I’m sipping tea and feeling grateful. It’s Tuesday afternoon, and I just finished a little dresser that I love. Making over furniture gives me a huge thrill. My head is so filled with ideas about what I want to try next that I have to keep a notebook just to clear the constant reel of ideas. I love love love feeling that inspired! It’s the mark of passion.
I’ve been exploring the antique market in beautiful Valley Nova Scotia on the weekends. I have a deep love of all things old. Antiques are my favorite thing to makeover, so I love looking for my next great find. I’ve visited Sunnyhill Antiques, The Old Meeting House Antiques, and Country Barn Antiques. All of these places have been story-book cool to visit.

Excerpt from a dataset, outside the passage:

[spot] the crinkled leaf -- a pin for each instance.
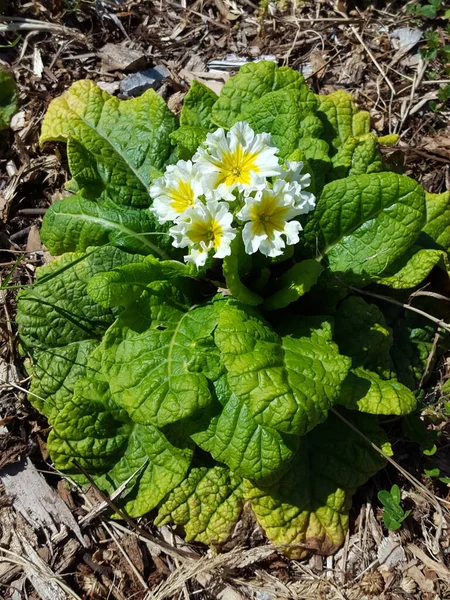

Then, we stumbled on this anonymous little place in Port Williams that waves a flag called “Antiques & Collectables -Open.” I almost didn’t stop. I’m so glad I did because I picked up two dressers, including this totally cool three drawer, solid wood dresser which I transformed in to the Fleur de lis Dresser. It has most of the features that tend to catch my eye (and take my heart): the caster feet, the keyhole detail in the top drawer, and the original hardware. The best part for me is the original Eaton’s tag on the back!! Love at first sight 🙂
Plus, it had all the makings of a perfect makeover candidate: the ugly “blown tiger” faux oak finish in an orange color, tons of scratches on top including an etched happy face, bumpy stain from age & use, and the usual dents and dings that give character to any piece. I was a happy camper when I found this. Here’s how it looked before.
I have this instinct sometimes with furniture (and rooms in a house) that when I look at it, I get an instant vision in my mind’s eye of how it will look made over. That’s why I say furniture “speaks” to me. I’m like the Harry Potter of furniture; instead of speaking parseltongue I speak furnituretongue. (For the non Harry Potter fans who didn’t get that joke…oh, you should totally read it! But I digress).
So, I saw this dresser as light blue with a hand painted design in a contrasting color from the beginning. I saw a fleur de lis pillow when I was out antiquing, and I knew that’s what I wanted on the drawers. I chose Louis Blue for the body of the dresser and Old Ochre for the highlights from the Annie Sloan Chalk Paint collection (ASCP).
There are two options for hand painting -stencil or no stencil. Up to this point, I have always free-hand painted. In fact, I’ve never used a stencil before this dresser! There are pros and cons to both. I love unique & original creations, the look of imperfect yet beautiful brush strokes, and the color variation that often accompanies free-hand painting. I also love the look of a really great stencil. A bonus of stencils is that they are quick, and excellent when you need a good, clean line. I wanted this dresser to have the feeling of old & worn and imperfect, and I wanted the fleur de lis to have a wall paper look to them. I also wanted to finish quickly. I decided to use a stencil to achieve the wallpaper effect and the quick timeline. To achieve the imperfect look I was after, I decided not to measure spacing, or use a level for my lines when applying the fleur de lis. This sounds risky, I know. But don’t worry. I have a good eye.
I cleaned and lightly sanded this piece to prepare for paint. I left dark stain on the corners of the main body of the dresser so that when I distressed after, there would be a contrast of dark color against the blue.
I painted the whole dresser using random, thick brush strokes because I wanted texture and depth in my finish. I gave this three coats of paint. There was some bleed through after the first coat, so I used two coats of Shellac to seal it before applying the final two coats of Louis Blue.
Once painted & dried, I added a ‘ragged-on and then wiped off’ coat of Old White to the drawer fronts. This creates a cloudy finish and highlights the texture I created with my brushstrokes by settling in to the grooves. I added the fleur de lis pattern in Old Ochre using a Martha Stewart stencil I found at Michaels. I used a sponge roller that I only somewhat enjoyed. But BOY was it fast! There is a learning curve to stencils, but I’ll save that for a different blog post.
For the body of the dresser, I wanted lots and lots of texture and depth of color. I dry brushed the high points on the body of the dresser in Old Ochre taking care to use more paint than I normally would, and to drag the paint further in on the piece to create a fuller line. I did that because I knew I would be distressing to the dark I left underneath and I didn’t want all of my Old Orchre to get sanded off. Note the depth of the strokes and the opaque quality…normally dry brush is light and feathery. Now, the distressing shows through but the Old Orchre hasn’t been sanded completely away.
I also painted the hardware in Old Orchre, and distressed it for contrast.
Then, I waxed the whole thing in 2 coats of clear wax from the ASCP line.
Look at the texture created by the brush strokes, the wash in Old White, the dry brushing in Old Ochre, and the distressing. Yummy!
I hope you’ve enjoyed this! It was a lot of fun to create.